Expanding on the pass protection idea, I thinking the demise of the fullback is related. Far more teams are using one back rather than two, and that means that one back has to block more often. Maybe in the ‘80s and ‘90s, when there was a sturdy veteran fullback in there, it was easier for teams to get by with tailbacks who were limited as blockers.
Some of the numbers appear below. For a prettier version, see the Facebook page.
Note that for the 2002-2011 time chunk (versus the previous 10 years), more of the top-10 backs were players in their second and third years.
TOP-10 RUNNING BACKS, 1992-2001
No RB (experience)
12 1st-year RBs
9 2nd-year RBs
15 3rd-year RBs
16 4th-year RBs
16 5th-year RBs
13 6th-year RBs
7 7th-year RBs
4 8th-year RBs
4 9th-year RBs
4 10th+ year RBs
TOP-10 RUNNING BACKS, 2002-2011
No RB (experience)
5 1st-year RBs
13 2nd-year RBs
21 3rd-year RBs
10 4th-year RBs
15 5th-year RBs
15 6th-year RBs
8 7th-year RBs
5 8th-year RBs
4 9th-year RBs
4 10th-year RBs
If anybody else has any theories on these numbers, I will be happy to hear them.

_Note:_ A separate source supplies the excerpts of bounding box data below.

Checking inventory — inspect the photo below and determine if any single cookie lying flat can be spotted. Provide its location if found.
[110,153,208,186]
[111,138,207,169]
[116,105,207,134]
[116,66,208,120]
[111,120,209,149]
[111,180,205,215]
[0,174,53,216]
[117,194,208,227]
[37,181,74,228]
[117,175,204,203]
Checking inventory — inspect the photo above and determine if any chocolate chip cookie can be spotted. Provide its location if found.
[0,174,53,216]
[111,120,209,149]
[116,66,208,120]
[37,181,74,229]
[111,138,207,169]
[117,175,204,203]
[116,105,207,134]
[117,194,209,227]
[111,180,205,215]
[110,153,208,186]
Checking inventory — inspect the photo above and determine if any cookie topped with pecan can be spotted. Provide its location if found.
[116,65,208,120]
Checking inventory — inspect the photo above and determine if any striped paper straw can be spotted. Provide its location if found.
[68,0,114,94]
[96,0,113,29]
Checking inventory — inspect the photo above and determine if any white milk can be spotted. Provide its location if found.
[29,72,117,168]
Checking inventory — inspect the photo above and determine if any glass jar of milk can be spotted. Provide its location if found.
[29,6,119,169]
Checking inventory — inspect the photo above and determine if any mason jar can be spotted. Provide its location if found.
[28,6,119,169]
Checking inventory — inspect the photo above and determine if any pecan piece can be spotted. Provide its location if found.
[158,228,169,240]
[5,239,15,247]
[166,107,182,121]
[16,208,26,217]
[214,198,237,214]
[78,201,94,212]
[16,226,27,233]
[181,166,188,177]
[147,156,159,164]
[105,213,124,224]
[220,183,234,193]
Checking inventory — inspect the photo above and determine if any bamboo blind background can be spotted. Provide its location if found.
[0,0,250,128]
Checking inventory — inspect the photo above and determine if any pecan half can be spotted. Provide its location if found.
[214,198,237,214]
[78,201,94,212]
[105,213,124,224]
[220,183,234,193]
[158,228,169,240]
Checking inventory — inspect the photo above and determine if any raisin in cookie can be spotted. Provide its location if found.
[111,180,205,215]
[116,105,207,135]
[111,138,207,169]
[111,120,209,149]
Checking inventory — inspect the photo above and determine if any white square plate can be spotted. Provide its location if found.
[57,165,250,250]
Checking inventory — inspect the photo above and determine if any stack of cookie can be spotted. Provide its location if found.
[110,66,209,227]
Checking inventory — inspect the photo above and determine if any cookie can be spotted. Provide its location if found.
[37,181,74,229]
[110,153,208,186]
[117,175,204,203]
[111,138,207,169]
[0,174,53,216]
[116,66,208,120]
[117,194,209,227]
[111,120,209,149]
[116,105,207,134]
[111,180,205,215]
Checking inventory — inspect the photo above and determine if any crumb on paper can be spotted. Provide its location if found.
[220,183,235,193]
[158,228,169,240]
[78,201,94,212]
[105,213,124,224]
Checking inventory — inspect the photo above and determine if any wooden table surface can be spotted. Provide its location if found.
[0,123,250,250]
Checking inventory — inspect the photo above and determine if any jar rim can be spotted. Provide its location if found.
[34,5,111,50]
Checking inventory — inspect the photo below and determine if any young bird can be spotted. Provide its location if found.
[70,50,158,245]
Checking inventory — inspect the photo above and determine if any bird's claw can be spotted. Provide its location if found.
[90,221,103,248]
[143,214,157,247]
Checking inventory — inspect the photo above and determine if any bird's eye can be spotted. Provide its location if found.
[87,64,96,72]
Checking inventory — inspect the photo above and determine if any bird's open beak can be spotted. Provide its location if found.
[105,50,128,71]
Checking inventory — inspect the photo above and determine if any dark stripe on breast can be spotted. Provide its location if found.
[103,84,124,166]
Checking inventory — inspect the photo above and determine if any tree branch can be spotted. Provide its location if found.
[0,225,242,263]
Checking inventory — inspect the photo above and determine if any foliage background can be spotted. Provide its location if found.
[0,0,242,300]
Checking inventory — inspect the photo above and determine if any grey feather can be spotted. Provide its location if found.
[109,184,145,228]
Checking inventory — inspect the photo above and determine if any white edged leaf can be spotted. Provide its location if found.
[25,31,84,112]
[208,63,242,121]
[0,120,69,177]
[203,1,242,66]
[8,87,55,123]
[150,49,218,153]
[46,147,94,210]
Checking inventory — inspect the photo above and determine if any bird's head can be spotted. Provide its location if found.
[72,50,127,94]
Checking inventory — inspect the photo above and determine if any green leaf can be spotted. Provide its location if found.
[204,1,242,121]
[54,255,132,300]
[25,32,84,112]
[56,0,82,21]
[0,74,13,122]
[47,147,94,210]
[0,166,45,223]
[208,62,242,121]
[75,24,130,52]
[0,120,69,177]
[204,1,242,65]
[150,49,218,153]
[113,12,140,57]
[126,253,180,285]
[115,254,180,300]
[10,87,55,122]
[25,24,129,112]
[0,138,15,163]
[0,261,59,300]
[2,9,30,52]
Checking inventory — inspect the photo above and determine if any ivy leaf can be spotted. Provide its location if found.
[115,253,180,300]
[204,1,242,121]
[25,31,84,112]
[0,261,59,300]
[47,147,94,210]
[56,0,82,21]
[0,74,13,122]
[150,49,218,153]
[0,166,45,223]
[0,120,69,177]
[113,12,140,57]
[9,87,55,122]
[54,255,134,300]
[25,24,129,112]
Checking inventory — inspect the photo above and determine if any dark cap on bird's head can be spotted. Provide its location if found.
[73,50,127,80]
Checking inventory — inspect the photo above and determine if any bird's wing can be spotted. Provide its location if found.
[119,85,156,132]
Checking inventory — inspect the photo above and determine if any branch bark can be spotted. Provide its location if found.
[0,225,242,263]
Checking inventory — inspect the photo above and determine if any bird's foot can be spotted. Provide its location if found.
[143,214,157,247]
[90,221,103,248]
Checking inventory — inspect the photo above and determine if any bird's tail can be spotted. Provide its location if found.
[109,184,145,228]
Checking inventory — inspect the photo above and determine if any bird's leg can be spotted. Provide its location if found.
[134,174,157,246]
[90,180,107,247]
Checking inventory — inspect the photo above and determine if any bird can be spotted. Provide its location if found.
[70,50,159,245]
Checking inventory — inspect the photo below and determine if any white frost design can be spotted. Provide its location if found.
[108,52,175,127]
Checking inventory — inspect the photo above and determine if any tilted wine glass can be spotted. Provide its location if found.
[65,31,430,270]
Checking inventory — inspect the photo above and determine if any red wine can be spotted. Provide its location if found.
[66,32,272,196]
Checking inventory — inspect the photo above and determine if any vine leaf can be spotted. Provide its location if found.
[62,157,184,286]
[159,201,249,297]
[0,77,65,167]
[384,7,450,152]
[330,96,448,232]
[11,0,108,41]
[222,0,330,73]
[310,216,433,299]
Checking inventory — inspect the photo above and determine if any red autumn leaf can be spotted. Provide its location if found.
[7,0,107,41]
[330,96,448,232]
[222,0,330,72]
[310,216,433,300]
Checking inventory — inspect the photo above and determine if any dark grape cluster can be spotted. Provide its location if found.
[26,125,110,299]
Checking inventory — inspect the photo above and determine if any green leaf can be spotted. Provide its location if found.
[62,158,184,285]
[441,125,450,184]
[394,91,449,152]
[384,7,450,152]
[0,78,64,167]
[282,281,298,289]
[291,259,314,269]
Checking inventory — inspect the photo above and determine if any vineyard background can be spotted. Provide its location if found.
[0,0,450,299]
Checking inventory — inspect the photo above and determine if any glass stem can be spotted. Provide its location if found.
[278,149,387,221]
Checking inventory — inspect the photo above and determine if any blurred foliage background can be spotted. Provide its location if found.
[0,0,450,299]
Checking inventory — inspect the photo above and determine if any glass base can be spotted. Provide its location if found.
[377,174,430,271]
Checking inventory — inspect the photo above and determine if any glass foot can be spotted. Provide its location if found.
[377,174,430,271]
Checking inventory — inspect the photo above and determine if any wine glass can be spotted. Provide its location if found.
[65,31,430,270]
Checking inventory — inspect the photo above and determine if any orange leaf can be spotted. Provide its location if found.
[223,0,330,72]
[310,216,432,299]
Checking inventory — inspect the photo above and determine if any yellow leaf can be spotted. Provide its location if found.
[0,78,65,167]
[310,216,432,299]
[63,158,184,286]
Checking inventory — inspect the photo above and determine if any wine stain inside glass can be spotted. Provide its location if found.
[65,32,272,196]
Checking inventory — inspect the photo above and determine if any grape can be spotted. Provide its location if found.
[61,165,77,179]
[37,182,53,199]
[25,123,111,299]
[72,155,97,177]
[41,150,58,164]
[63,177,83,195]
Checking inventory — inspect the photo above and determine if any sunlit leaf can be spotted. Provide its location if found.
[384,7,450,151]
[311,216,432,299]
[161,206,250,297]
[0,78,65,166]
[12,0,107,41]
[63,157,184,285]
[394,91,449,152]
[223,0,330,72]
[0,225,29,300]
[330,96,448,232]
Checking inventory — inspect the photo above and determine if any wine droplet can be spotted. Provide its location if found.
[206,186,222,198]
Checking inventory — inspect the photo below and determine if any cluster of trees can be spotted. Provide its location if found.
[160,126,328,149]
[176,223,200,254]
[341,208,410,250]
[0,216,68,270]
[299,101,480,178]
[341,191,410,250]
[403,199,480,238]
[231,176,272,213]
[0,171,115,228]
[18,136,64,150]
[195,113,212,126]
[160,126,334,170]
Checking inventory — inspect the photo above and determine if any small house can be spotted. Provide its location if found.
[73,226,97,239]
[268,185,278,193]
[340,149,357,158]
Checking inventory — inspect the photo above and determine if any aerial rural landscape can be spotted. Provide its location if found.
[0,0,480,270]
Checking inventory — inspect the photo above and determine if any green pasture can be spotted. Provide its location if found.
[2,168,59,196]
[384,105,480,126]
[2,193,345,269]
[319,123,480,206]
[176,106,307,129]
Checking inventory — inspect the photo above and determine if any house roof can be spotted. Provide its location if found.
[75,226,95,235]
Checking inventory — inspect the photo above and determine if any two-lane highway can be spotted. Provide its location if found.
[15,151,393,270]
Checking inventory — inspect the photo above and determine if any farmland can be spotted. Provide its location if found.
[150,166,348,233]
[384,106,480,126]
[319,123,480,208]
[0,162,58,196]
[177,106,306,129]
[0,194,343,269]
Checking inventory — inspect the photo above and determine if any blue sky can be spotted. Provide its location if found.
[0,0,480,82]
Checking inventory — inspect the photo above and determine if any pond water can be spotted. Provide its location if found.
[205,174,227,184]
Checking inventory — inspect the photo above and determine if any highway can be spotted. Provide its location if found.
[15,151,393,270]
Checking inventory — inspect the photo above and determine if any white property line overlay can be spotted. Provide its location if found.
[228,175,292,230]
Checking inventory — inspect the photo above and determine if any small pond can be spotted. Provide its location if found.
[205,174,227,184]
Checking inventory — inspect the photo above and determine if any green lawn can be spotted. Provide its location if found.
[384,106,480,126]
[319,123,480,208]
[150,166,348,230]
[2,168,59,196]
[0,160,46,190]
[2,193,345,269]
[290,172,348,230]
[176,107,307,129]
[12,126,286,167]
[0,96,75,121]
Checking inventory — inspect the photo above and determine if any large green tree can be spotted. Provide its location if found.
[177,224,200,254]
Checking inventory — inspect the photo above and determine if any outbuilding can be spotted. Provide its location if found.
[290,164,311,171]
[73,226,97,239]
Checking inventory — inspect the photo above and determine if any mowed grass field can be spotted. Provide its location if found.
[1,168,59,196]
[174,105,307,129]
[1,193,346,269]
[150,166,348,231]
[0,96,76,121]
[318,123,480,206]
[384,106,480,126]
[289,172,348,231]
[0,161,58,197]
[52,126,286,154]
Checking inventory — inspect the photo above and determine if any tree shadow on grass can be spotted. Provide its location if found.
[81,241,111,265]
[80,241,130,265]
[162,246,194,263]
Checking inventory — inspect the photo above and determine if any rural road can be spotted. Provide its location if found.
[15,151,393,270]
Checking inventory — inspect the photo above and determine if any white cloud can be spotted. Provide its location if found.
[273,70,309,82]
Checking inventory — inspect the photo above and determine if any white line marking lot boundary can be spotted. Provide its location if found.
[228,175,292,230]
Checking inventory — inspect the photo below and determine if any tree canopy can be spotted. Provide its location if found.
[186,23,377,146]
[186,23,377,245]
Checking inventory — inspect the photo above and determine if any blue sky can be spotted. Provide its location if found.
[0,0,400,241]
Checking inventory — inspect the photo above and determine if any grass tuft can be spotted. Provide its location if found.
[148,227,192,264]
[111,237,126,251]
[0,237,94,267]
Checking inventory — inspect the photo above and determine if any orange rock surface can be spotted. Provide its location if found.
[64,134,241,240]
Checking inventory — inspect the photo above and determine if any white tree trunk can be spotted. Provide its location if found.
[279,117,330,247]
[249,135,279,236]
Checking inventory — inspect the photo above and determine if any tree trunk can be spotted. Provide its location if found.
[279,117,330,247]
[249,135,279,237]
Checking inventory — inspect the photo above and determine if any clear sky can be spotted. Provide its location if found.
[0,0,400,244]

Posted by L DALE GANDER | Jul. 18 at 06:03 PM
I think RB contracts compared to other positions tell you what you need to know. Supply is far greater than demand. Most teams have a "good enough" RB and have bigger needs at other positions harder to fill. Rookie RBs get starting jobs in two ways: 1) The best prospects are drafted by bad teams (a fantasy crapshoot), or 2) Someone gets hurt and they are thrust into the spotlight. Very rarely does a good team draft a rookie and throw him in the lineup because usually good teams have bigger needs. RB is quite frankly a "warm body" position in today's NFL. Rookie RBs, therefore, have a lot of competition - fewer are drafted, fewer are able to beat out vets in the passing game, and few are significantly more talented than the RBs already there.
Posted by david erickson | Jul. 19 at 09:04 PM
To expand yet again on the emphasis on the passing game is that few teams feature strong "run" offensive lines in today's NFL, which I think contributes to why runningback injuries are so prevalent. The teams who are generally strong "run" teams are usually conservative defensive-minded organizations which would almost-never trust a rookie runningback to lead their team. Additionally, players once known as 3rd-down backs are now being used more often on various downs to mix up defenses; another factor that takes runs away from feature backs.